Recent advanced technologies like combinatorial chemistry and high-through put screening are
effective in the discovery of new drugs with good pharmacological activities [3]. About 3540 % of
the drugs discovered with these technologies have poor aqueous solubility [4]. Dissolution testing of
poorly soluble compounds in immediate-release (IR) solid dosage forms poses many challenges. These
challenges include developing and validating the test method, ensuring that the method is
appropriately discriminatory, and addressing the potential for an in vivoin vitro relationship (IVIVR)
or correlation (IVIVC). Satisfying all of these challenges and developing a meaningful dissolution
method is a large task, because the extent of release is too low (i.e., one cannot get 100% of the dosage
form dissolved) and secondly, the rate of release is too slow (i.e., one cannot get dissolution fast
enough for a convenient test) [5].
ROLE OF DISSOLUTION TESTING IN REGULATING PHARMACEUTICALS:
Dissolution tests are meant for assessing batch to batch quality, where the approach makes the
basis for specification (test, methodology and acceptance criteria) to allow batch release. It is also used
to provide process control and quality assurance and assess the need for further bioequivalence studies
relative to minor post approval changes, where it can function as a signal of bioinequivalence.

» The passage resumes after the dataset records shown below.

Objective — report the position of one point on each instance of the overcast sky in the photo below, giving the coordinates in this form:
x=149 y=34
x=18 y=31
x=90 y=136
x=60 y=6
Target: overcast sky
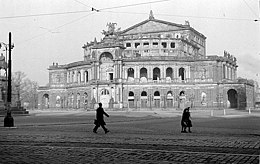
x=49 y=37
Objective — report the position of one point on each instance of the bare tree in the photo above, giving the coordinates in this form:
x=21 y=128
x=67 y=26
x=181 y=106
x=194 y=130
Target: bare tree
x=24 y=90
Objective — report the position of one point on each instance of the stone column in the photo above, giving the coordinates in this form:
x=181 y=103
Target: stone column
x=82 y=75
x=68 y=77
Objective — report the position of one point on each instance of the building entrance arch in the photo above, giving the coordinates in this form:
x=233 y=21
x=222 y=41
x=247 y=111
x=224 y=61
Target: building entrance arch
x=45 y=101
x=232 y=98
x=104 y=98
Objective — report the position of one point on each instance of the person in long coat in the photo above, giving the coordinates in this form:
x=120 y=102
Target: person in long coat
x=186 y=121
x=100 y=119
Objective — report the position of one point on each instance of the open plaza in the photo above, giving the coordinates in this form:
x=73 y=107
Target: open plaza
x=218 y=136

If an in vivo absorption characteristic has to be defined for the different product formulations,
then the in vitro dissolution studies for all product formulations are investigated (including proto type
formulations). These effects may allow an in vitro / in vivo correlation. The in vitro test can serve not
only as a quality control specification for the manufacturing process, but also as an indicator of how
the product will perform in vivo.
The guidance of dissolution developed by the regulating agencies provide recommendations on
the development of dissolution test methodology, on how to set the specifications for dissolution
testing [6, 7]. A recent FDA guidance draft on bio waiver based on the Bio pharmaceutics
classification system suggests that documentation of bioequivalence for highly soluble, highly
permeable and rapidly dissolving orally administered immediate release drug products via dissolution
studies may be an appropriate approach [8].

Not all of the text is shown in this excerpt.